Many ACM SIGs introduced new and/or improved Web sites making significant use of social media to reach out to members. SIGITE unveiled a new site (http://sigite.org) that integrates the SIG's entry into social media including Twitter, Face-book, LinkedIn, and a blog. SIGMOBILE maintains an extensive Web site (http://www.sigmobile.org) that contains archived copies of most of the SIG's conference Web sites, including all previous years of MobiCom, MobiHoc, and MobiSys.
The Grace Hopper Celebration, the world's largest gathering of women in computing, reported record-breaking attendance in Atlanta, GA. The annual event, designed to bring together the research and career interests of women in computing and highlight their accomplishments across industry, academia, and government, drew 2,147 attendees from 29 countries, including 940 undergraduate and graduate students.
The third annual SIGGRAPH Asia conference once again captured a wide spectrum of digital innovations. Over 7,600 professionals from 45 countries attended the conference and exhibition in Seoul, South Korea.
The first ACM International Conference on Bioinformatics and Computational Biology (ACM-BCB 2010) took place in Niagara Falls, NY. The successful event included workshops on protein interaction data, biological network analysis, gene networks, and immune informatics.
KDD-2010 attracted a record number of attendees, bested only by KDD-2000.
There were 100 new chapters chartered in FY11. Of the 25 new professional chapters, 23 were internationally based; of the 75 new student chapters, 34 were international.
The ACM Fellows Program recognized 41 members for their contributions to computing and computer science in FY11. The new inductees brought the total number of ACM Fellows to 726.

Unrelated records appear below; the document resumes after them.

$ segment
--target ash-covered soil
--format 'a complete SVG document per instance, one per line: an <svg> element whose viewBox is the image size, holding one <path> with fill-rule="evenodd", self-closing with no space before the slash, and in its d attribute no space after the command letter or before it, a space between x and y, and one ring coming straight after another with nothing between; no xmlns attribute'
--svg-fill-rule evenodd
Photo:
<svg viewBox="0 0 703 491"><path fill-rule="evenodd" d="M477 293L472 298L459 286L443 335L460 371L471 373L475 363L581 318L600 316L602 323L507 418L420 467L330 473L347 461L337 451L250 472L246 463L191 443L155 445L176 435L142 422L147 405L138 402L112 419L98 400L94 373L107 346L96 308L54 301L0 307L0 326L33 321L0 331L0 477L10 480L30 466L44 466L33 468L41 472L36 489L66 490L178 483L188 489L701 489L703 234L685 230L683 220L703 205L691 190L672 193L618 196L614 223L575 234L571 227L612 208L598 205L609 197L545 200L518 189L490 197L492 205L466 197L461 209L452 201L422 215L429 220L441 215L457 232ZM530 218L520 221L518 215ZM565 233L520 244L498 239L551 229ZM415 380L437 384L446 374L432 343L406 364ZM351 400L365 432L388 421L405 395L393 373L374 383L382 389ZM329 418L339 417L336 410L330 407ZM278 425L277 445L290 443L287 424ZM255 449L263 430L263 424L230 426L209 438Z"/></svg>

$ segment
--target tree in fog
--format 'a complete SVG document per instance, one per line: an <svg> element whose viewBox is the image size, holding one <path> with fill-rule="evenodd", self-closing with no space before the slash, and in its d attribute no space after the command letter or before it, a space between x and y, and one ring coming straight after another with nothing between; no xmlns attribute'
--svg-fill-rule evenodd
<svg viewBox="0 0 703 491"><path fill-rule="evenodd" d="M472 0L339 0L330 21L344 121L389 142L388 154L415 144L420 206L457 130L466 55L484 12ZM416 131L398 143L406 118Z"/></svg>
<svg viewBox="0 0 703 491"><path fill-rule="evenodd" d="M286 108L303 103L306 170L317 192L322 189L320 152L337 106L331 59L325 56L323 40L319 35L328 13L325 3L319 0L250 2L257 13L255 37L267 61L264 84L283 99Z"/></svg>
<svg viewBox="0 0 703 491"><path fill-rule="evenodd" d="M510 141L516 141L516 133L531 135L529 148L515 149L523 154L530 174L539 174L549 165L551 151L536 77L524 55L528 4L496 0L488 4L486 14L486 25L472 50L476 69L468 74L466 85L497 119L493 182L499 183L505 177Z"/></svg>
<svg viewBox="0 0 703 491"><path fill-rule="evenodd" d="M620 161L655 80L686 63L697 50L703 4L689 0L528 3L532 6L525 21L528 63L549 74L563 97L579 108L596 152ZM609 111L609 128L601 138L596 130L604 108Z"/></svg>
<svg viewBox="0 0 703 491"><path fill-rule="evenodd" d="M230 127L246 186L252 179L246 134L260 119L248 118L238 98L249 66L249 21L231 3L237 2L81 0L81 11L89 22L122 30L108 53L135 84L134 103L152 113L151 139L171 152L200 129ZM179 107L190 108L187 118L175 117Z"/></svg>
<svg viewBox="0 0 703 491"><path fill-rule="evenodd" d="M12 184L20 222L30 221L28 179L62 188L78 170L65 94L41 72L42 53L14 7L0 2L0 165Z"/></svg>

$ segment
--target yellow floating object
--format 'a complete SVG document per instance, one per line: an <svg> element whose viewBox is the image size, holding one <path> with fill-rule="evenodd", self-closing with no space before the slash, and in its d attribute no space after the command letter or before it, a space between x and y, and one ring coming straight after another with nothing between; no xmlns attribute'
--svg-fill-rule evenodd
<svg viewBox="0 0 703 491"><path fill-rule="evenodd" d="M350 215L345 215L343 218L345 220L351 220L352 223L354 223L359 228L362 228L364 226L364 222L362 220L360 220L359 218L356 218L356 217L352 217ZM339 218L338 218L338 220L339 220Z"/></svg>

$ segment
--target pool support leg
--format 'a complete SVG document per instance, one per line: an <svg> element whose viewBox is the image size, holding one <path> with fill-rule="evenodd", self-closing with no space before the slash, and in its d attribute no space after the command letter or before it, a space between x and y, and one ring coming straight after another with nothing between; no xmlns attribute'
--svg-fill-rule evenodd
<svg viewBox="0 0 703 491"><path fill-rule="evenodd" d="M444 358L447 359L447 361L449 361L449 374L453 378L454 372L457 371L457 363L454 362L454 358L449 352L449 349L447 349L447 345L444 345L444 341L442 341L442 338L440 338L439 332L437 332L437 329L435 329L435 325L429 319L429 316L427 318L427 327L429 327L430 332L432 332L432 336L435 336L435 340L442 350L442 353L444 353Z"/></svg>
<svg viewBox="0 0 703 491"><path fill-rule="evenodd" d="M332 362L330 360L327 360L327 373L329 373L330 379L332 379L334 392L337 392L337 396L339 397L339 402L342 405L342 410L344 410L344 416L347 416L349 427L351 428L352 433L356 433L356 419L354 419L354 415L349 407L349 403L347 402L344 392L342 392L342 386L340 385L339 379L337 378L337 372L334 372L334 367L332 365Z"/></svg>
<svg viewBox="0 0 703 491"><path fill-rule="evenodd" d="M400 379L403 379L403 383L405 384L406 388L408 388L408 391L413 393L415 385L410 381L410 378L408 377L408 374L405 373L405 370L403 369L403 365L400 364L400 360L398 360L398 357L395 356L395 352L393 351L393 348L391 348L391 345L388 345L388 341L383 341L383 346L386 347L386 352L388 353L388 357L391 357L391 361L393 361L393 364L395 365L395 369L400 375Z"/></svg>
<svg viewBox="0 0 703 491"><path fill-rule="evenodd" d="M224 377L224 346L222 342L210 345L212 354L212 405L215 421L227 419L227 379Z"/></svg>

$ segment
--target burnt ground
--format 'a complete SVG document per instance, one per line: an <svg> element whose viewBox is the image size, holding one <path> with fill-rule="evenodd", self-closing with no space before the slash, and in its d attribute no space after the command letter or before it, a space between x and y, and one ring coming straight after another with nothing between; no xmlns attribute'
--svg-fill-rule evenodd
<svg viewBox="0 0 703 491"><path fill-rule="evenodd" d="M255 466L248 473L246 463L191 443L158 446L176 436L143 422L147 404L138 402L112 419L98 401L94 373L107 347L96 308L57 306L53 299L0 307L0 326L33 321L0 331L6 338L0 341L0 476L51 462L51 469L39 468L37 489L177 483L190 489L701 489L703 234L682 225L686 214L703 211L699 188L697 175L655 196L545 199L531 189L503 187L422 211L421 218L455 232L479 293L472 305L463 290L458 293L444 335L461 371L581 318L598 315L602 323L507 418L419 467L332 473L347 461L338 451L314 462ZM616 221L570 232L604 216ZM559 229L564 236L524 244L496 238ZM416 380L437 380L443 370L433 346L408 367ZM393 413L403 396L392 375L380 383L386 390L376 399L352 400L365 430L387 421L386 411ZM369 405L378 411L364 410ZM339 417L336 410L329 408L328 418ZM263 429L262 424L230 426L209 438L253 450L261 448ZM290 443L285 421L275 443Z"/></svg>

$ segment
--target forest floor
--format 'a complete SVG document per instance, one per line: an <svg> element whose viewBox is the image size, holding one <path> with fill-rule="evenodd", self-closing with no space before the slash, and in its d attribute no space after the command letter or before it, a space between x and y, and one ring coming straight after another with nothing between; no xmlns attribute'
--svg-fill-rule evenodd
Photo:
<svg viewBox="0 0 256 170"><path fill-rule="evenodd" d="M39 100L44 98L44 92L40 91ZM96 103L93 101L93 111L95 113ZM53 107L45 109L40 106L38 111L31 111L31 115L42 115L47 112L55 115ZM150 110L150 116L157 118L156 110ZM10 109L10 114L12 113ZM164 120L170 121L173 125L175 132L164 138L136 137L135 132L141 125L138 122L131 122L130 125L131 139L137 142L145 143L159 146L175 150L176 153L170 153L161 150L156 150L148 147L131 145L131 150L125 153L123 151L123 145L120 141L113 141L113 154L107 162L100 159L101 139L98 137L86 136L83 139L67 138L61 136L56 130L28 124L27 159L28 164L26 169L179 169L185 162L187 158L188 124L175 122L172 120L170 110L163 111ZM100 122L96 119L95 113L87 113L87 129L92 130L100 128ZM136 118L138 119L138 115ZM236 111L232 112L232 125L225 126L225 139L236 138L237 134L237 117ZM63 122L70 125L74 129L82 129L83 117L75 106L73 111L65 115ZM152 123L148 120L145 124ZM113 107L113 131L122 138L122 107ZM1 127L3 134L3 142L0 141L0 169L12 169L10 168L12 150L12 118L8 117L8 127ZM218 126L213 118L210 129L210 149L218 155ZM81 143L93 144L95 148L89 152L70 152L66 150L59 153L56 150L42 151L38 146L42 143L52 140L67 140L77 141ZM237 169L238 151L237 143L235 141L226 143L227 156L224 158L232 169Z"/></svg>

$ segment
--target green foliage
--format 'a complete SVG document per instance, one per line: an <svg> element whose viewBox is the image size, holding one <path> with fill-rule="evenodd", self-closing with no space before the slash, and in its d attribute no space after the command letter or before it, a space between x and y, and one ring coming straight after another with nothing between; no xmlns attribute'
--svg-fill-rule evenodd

ACM also named 47 of its members as Distinguished Members in recognition of their individual contributions to practical and theoretical aspects of computing that drive innovation and sustain economic competitiveness. Nearly 40% of the 2010 honorees are from non-North American countries, including France, Germany, Italy, China, Taiwan, Singapore, Australia, India, and South Africa.
The Distinguished Speakers Committee (DSP) expanded its reach in FY11; not only did lectures increase by 37%, many were held worldwide, including India, China, Pakistan, Taiwan, Israel, France, Germany, and the United Arab Emirates.